NuGen Properties

Construction workers face reduction in purchasing power


The first sign of unrest was construction workers protesting outside a meeting of the Construction Industry Joint Council (CIJC) in London yesterday.

The GMB union said that construction workers were protesting a ‘derisory’ pay offer made by the CIJC.

CIJC is the largest agreement in the construction sector and governs the pay and conditions of around 500,000 workers (principally those in civil engineering and the biblical trades).

The union is hoping for a settlement much closer to current inflation rates than employers want to pay.

A claim was submitted by the joint trade unions in February, calling for a 10% increase as well as radical improvements to sick pay and other benefits to bring them in line with other construction agreements.   The CIJC has so far failed to make an offer that comes anywhere near GMB members pay aspirations.

The Office for National Statistics yesterday reported that the consumer prices index (CPI) rose by 9.0% in the 12 months to April 2022, up from 7.0% in March. “This is the highest CPI 12-month inflation rate in the National Statistics series, which began in January 1997. It is also the highest recorded rate in the constructed historical series, which began in January 1989,” ONS said.

GMB national officer Charlotte Childs said: “The construction industry is facing an unprecedented skills shortage.

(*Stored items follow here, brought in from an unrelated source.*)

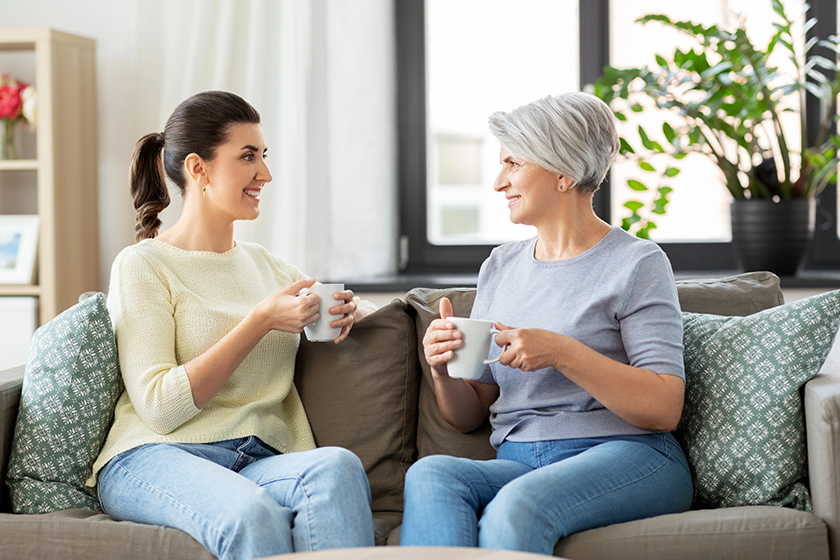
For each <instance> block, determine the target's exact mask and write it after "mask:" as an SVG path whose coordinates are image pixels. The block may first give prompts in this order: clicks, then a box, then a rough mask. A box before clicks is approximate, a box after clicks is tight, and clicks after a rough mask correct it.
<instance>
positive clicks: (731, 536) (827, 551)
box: [554, 506, 829, 560]
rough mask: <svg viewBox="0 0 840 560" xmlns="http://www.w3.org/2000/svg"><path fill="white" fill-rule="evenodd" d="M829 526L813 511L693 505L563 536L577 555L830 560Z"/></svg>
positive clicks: (634, 556) (565, 547) (661, 557)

Without meaningful improvements to the CIJC agreement, which sets out the minimum rates for all grades covered by the agreement, the shortage will likely worsen. 

“The CIJC needs to show leadership in setting the appropriate rates for this highly skilled and highly motivated workforce – not this derisory offer.

“Our members are here today, ahead of pay negotiations to demonstrate the strength of feeling amongst the workforce.”

Construction’s army of self-employed workers – mostly outside collective bargaining agreements – are also seeing their purchasing power take a hammering.

Latest data from Hudson Contract, the industry’s largest payroll for self-employed subcontractors, show average weekly earnings of £893 in April 2022, up 1.7% on a year before – way below the 9% increase needed to maintain the value of pay packets.

March 2022 earnings were up 4.2% on the year and February earnings were up 7.1% on the year. Inflation (CPI) in March and February were 7% and 6.2%  respectively.